Define a canonical data model and designate a single system of record for each field (e.g., HRIS owns employee name and department; payroll system owns pay rate and bank details) before building any reconciliation logic.
Subscribe to webhook events from both the payroll provider and HRIS — map event types (hire, termination, pay run completed, salary change) to the fields they affect in your canonical model.
On receiving a webhook, validate the event signature using the provider's documented HMAC or signature scheme, then enqueue the event for idempotent processing (use the event ID to deduplicate retries).
Compare the incoming event data against your system of record: if the event originates from a non-authoritative system for that field, log a conflict rather than overwriting the authoritative source.
Implement a reconciliation job that periodically full-syncs both systems and flags discrepancies — webhook delivery is not guaranteed, so treat event-driven sync as best-effort and scheduled reconciliation as the source of truth backstop.
Known gotchas
Webhooks can arrive out of order or be delivered more than once — always process events idempotently using the event ID and compare effective dates before applying updates, not just arrival order.

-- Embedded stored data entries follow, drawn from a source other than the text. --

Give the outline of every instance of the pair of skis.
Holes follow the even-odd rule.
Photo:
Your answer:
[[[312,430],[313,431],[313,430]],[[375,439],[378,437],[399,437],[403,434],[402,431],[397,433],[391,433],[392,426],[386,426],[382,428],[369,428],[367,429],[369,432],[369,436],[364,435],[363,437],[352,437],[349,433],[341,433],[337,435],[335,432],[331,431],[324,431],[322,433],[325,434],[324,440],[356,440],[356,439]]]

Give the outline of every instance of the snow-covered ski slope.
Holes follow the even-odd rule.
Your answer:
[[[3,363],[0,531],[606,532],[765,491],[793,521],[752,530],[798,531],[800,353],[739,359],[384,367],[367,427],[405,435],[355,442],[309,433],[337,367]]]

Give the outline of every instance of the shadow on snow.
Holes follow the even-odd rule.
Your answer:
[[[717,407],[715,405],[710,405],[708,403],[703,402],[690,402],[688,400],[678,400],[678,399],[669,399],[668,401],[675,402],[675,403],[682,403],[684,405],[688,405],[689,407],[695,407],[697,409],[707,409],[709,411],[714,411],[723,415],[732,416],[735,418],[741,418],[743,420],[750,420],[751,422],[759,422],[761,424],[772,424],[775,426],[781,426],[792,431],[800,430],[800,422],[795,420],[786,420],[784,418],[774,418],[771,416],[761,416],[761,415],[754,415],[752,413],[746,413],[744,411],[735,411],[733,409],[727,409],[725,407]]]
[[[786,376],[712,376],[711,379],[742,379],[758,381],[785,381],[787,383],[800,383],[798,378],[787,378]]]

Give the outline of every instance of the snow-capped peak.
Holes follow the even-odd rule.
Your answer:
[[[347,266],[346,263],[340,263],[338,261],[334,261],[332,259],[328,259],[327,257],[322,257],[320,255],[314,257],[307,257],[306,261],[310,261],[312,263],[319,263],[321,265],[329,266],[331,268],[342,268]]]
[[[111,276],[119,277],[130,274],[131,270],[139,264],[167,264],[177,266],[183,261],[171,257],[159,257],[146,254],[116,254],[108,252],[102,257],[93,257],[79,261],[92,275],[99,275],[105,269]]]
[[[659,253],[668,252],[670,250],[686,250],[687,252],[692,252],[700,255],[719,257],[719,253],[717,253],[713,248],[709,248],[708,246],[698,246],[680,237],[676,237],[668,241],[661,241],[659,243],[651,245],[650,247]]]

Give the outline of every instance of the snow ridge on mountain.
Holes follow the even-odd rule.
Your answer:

Payroll providers often emit events on a processing cadence (e.g., after a pay run closes) rather than in real time when changes are made — data visible via webhook may reflect a batch-processed state, not an instantaneous change.
Silent sync failures are the most dangerous failure mode: build alerting on webhook delivery failures, missed expected events (e.g., no pay run event on a known payroll date), and divergence detected during reconciliation sweeps.